The Rev. Mick Comstock  in the Montague Center Congregational Church. July 10, 2018
The Rev. Mick Comstock in the Montague Center Congregational Church. July 10, 2018 Credit: Recorder Staff/Paul Franz

(Each Saturday, a faith leader in Franklin County offers a personal perspective in this space. To become part of this series, email religion@recorder.com or call 413-772-0261, ext. 265.)

Currently serving as interim pastor at the Montague Center Congregational Church, I’ve been struck by the significance of something I’ve seen in every church I’ve served but have not understood until now. One of this congregation’s great strengths is the provision of wonderful suppers, concerts, sales, and great soup every other Tuesday noon. What they are trying to do is to provide town residents the opportunity to meet each other by accident.

To explain why this feels significant to me, I need to tell some stories:

1. From 1950 to 1960, my hometown in Ohio grew from 2,000 to 7,500, and our churches grew significantly, too. But accompanying this growth was the failure of our Main Street as people abandoned it in favor of the new shopping centers springing up everywhere then. In 1972, Main Street was bulldozed in favor of a marina for boats coming in off Lake Erie. When I saw the results, what shocked me was not the absence of the buildings, but of the spaces between them and in front of them where people would meet on the way to somewhere else. The loss of our Main Street, and Main Streets everywhere, meant the loss of the possibility of meeting neighbors regularly by accident, so necessary for real community life.

2. In 1970, serving my first parishes in Heath and Rowe, I was met by a feeling of sadness in both towns and their churches. It slowly became clear that the towns were grieving over the loss of a way of life. In the ’50s there were maybe 40 working dairy farms in Heath; by 1970, there were 11. When I left five years later, there were six. Now there are none. Not only was a way of making a living disappearing, the intentional gatherings allowed by, and necessary to that life, were also dwindling, some to the point of disappearing. Towns and churches all across the country were experiencing similar losses.

3. I also served in Hartland, Vt., where I heard this story: In 1960, population growth required the neighborhood two-room schools to be shut down in favor of a new central elementary school in which the kids could finally be separated from each other into grade levels. The very same year, the church built a new educational wing with enough classrooms that the kids could finally be separated from each other into grade levels, just like the schools. This happened all over the country. Now that church in Hartland, like so many, is back to using one-room-school curricula.

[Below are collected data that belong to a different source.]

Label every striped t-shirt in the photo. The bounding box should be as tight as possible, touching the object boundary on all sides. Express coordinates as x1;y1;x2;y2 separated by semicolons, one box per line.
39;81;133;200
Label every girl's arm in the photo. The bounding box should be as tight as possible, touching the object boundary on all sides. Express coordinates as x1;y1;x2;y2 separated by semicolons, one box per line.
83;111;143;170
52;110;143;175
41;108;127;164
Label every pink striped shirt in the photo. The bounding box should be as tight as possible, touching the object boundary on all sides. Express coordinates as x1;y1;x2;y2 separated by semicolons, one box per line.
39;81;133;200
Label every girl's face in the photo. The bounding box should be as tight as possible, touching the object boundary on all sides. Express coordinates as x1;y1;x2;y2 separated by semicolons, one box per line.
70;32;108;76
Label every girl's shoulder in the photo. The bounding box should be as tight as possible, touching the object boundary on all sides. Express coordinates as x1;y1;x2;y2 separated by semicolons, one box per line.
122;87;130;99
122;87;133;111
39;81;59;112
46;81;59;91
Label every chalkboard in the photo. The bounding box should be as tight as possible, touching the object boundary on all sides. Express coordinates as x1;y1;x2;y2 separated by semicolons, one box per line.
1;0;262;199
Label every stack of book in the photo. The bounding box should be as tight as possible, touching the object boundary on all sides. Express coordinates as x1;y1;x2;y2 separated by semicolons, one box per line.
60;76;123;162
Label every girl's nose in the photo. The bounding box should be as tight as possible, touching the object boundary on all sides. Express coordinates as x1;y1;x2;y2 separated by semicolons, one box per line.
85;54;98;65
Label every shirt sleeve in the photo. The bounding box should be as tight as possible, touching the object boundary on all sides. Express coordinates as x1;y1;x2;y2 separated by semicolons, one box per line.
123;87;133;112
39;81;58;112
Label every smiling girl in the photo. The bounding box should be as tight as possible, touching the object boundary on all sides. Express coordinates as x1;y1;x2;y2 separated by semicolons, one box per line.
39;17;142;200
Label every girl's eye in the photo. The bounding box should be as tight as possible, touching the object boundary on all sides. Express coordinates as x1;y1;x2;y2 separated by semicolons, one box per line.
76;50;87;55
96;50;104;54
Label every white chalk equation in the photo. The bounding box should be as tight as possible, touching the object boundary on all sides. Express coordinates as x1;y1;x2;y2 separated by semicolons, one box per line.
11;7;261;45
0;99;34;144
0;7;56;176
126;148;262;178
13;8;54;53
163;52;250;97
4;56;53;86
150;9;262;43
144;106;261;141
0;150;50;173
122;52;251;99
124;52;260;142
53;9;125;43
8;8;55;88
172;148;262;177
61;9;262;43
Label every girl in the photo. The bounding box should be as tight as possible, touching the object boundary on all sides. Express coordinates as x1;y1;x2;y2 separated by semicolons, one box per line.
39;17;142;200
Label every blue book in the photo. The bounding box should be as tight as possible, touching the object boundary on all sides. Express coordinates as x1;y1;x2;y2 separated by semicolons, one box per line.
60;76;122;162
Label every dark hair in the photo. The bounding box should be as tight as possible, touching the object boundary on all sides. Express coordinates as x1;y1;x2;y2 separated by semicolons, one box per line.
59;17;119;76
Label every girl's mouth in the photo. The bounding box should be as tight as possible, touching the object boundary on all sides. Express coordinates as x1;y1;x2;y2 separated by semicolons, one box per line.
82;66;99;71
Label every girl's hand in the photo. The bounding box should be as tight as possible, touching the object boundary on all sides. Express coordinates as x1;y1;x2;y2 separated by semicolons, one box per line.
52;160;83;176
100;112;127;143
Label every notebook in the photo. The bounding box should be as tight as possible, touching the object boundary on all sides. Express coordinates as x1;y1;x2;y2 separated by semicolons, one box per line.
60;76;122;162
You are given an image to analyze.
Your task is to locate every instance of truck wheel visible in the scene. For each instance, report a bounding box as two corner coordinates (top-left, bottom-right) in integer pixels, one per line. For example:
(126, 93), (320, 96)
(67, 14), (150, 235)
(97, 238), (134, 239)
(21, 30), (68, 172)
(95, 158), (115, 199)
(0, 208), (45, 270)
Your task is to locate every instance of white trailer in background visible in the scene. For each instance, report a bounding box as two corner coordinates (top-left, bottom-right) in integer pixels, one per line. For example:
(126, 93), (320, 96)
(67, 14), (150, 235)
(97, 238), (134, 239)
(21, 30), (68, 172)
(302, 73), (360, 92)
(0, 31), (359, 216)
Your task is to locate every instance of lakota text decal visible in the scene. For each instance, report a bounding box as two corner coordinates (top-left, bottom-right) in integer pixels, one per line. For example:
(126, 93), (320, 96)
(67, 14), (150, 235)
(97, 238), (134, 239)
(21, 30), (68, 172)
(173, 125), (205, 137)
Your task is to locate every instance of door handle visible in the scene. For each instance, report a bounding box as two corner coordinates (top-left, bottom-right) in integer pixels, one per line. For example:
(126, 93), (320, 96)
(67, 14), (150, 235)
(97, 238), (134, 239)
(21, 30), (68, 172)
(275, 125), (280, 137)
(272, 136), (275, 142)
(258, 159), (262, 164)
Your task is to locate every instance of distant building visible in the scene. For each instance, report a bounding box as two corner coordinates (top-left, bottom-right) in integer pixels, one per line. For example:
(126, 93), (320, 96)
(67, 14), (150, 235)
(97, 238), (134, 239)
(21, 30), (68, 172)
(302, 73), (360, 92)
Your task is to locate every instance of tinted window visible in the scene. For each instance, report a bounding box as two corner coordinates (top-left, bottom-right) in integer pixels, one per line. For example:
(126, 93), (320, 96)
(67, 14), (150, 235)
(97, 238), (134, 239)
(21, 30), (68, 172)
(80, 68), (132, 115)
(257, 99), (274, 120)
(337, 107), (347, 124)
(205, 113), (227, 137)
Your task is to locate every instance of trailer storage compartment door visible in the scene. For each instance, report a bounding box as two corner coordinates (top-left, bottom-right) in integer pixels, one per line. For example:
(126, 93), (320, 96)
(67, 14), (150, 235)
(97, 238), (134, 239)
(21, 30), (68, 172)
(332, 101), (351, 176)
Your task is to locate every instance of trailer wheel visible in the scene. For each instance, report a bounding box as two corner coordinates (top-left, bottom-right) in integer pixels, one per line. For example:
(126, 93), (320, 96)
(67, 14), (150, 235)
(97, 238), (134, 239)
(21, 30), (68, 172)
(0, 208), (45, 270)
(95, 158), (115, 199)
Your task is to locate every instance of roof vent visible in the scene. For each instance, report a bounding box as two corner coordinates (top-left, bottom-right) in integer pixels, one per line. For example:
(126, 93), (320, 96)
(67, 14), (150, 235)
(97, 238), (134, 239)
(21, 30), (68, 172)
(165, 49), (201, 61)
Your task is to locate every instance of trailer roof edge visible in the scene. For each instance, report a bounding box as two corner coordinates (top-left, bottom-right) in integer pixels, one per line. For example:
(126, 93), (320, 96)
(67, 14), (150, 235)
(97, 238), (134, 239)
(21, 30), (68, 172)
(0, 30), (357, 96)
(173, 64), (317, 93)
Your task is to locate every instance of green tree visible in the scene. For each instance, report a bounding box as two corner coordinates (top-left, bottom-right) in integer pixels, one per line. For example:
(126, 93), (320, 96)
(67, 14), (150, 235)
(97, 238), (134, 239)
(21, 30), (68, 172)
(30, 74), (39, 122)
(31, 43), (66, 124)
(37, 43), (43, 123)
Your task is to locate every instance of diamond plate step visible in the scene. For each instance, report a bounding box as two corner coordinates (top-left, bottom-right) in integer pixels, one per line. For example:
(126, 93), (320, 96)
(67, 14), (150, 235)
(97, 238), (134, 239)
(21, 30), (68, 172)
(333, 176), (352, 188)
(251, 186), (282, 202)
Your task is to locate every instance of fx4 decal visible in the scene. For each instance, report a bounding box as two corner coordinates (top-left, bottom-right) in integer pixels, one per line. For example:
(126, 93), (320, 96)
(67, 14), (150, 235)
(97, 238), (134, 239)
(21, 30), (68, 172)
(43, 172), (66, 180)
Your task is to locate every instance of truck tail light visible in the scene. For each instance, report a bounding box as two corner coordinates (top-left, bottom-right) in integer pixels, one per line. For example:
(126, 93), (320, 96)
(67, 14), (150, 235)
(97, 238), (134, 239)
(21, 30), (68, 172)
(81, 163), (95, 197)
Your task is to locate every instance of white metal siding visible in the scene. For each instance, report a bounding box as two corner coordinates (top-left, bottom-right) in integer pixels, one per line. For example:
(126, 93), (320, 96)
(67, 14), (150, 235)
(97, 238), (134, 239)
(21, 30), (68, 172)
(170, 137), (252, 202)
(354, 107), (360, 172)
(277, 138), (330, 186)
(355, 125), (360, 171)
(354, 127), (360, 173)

4. Something has changed fundamentally for our main-line congregations in the transformation of our towns from communities that centered our lives, into suburbs that scattered us into the separate institutions of work and education where we now spend most of our waking hours. Symbolic of the change has been the disappearance of children from our worship services. Banishing children from participating with us in our adult religious life mirrors their overall disappearance from regular serious interaction with adults outside of their educational institutions.

Until our time, a vital part of the education of young people — especially in the realm of meanings, values, ethics, and morals — came first from their listening in on adult conversations, most often in churches, then from beginning to participate in them. We have tried to replace that with institutions of learning.

At the Congregational Church in North Adams, I heard a dramatic expression of our present scattered state in a 14-year-old boy’s response to his confirmation process which included adult mentoring: “This was the first time I had a serious relationship with an adult who wasn’t either family, or paid to take care of me.”

Montague Center church is now searching for a new pastor. The search committee is leading the congregation in answering the questions, “Who are we?” “What is our purpose?” and “What kind of person do we need to help us accomplish our purpose?”

If it were up to me, which it isn’t, my answers would be threefold:

We are a congregation that regularly gathers the people of our town for the important purpose of meeting each other by accident.

Our purpose as a congregation is to invite people to gather together, with their children and grandchildren listening in, to engage the most important questions in life.

The pastor we want is one who can walk with us and our children and grandchildren, and our neighbors and their children and grandchildren, as we try to find our way back to each other.”

Allen M. Comstock has been an ordained minister in the United Church of Christ for nearly 50 years.

About the Montague Center Congregational Church

The Montague Center Congregational Church, Trinitarian, is a United Church of Christ congregation located on the green in Montague center. It was founded in 1751, a year before the town was founded. It is a thriving congregation with 65 members.